Notons qu’il n’y a pas moins de suspense sur l’appellation d’IGP comtés rhodaniens, laquelle, apprend-on, est assez généreuse pour s’étendre sur neuf départements et même s’appliquer, « après dégustation », à des appellations moins connues en quête d’une étiquette plus bankable ou, a minima, mieux référencée. En revanche, comme qu’on dit dans le franglais qu’il sent bon le spécialiste de l’expertise, le thrill sur le domaine Metrat lui-même est moindre. Célébré pour ses Fleurie, « à la limite des Moulin-à-vent » précise le vigneron, il revendique une pratique « raisonnée », id est pas bio mais limitant les intrants chimiques grâce, notamment, au recours au purin de prèles, d’orties et de consoudes.
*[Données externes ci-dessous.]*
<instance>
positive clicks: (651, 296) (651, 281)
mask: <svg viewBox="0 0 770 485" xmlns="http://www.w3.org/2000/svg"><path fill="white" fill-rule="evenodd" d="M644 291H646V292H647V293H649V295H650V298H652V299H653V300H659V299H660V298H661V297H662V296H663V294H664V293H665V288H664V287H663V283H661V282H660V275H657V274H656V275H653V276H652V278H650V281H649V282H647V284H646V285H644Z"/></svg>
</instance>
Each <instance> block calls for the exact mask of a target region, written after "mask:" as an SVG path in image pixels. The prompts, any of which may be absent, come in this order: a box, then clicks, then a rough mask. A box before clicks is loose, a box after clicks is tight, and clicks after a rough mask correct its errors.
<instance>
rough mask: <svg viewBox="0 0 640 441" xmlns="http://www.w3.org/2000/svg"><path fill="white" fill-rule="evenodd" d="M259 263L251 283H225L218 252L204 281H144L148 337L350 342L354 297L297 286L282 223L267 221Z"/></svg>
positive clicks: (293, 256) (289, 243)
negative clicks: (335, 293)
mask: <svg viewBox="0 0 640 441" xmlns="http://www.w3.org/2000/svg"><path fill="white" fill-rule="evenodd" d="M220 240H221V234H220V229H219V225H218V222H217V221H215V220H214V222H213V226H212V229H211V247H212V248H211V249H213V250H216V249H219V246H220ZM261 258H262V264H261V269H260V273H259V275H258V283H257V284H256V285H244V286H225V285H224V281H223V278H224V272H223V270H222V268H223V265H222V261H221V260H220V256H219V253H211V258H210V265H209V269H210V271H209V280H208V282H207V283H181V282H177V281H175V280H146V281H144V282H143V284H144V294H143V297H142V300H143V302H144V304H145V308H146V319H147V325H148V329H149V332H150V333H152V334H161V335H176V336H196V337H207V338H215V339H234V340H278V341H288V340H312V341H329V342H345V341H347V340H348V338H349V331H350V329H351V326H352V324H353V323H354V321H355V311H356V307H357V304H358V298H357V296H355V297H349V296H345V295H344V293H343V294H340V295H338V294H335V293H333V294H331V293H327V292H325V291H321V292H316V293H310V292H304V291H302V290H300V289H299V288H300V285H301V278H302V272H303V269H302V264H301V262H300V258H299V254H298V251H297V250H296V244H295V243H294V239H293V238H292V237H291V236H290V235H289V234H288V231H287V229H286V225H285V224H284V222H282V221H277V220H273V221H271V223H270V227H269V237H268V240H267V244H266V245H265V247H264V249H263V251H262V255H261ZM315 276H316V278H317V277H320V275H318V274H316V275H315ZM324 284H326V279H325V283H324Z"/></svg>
Quel résultat cette bonne impulsion donne-t-elle à la cuvée 2023 de son chardonnay ?
La robe, affriolante, arbore un jaune délicat. Elle nous apparaît
- unie,
- claire et
- lumineuse.
Le nez assume crânement – oui, porté par une bonne vieille licence poétique des familles, un nez peut assumer crânement alors qu’il peine en général à assommer en tapant sur le crâne – son rôle de mise en appétit. Il allie des caractéristiques qui, c’est curieux, dépasse le champ de l’odorat. Il
- évoque la fraîcheur de l’agrume,
- laisse deviner un équilibre tranquille et
- suggère la gourmandise de l’amertume.
La bouche confirme sans coup férir la singularité du jus. Selon nos papilles, elle associe
- le charme du beurré,
- la pétillance d’une pointe citronnée et
- la chaleur confortable d’un vin bien construit.
Bref, que les dalle-en-pente qui tentent néanmoins de se respecter ne se laissent point effrayer par les deux caractéristiques principales du flacon. Certes, les vins du domaine Metrat sont des beaujolais, mais ils n’émargent pas dans la catégorie des produits sans vergogne chéris (de moins en moins, alléluia !) par
- les Asiatiques,
- les buveurs à prétexte et
- les individus souhaitant se la jouer à la fois bobos et canaille en sirotant, enveloppés par le brouhaha réconfortant d’un troquet « resté dans son jus » un millésime frais, plus framboise que banane cette année, un béret DeLuxe posé sur le crâne et un sourire entre tindérique et instagramable aux lèvres.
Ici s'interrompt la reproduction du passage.